Suara.com - Kasus kunker fiktif berawal dari beredarnya surat dari Fraksi PDI Perjuangan yang berisi tentang keraguan Sekretariat Jenderal DPR terkait kunker anggota dewan selama masa reses. Dalam surat disebutkan adanya indikasi potensi kerugian negara sebesar Rp945.465.000.000.
Wakil Ketua Fraksi PDI Perjuangan Hendrawan Supratikno mengatakan surat tersebut diterbitkan untuk menindaklanjuti laporan hasil audit Badan Pemeriksaan Keuangan. Dikatakan, ada laporan keuangan dari kunjungan kerja yang tidak memenuhi syarat dan sulit terverifikasi.
"Jadi apakah (kunker itu) itu bisa dibuktikan atau tidak," kata anggota Komisi XI.
Hendrawan mengakui ada anggota yang memang kurang serius untuk membuat laporan kunjungan kerja. Keraguan bisa dilihat dari sejumlah anggota dewan yang menggunakan foto yang sama untuk memenuhi syarat laporan keuangan.
"Ya orang-orang yang sibuk dan lebih banyak percayakan kegiatannya pada tenaga ahli di lapangan. Karenanya, aktivitas itu menurut audit BPK tidak bisa dipertanggungjawabkan secara keuangan," kata dia.
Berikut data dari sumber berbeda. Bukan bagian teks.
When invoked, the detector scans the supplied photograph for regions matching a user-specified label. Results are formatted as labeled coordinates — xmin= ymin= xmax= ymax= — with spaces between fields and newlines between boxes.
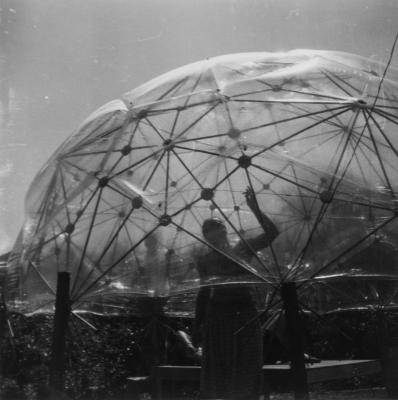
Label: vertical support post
xmin=50 ymin=272 xmax=71 ymax=391
xmin=281 ymin=282 xmax=309 ymax=400
xmin=0 ymin=290 xmax=7 ymax=375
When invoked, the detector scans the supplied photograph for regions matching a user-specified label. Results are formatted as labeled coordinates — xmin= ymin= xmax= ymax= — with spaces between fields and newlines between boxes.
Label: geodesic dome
xmin=4 ymin=50 xmax=398 ymax=312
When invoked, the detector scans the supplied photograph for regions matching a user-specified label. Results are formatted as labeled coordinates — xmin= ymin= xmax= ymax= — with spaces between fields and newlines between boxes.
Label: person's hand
xmin=245 ymin=186 xmax=258 ymax=210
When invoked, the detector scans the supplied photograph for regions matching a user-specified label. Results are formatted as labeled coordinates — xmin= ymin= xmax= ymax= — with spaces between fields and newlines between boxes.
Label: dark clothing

Itu sebabnya, pada Selasa 10 Mei 2016, pimpinan Fraksi PDI Perjuangan menyurati seluruh anggotanya untuk membuat laporan kunjungan kerja sesuai ketentuan. Laporan harus dilengkapi, kunjungan kerja perorangan masa reses persidangan III tahun sidang 2014-2015, persidangan IV tahun sidang 2014-2015, persidangan I tahun sidang 2015-2016, dan persidangan II tahun sidang 2015-2016.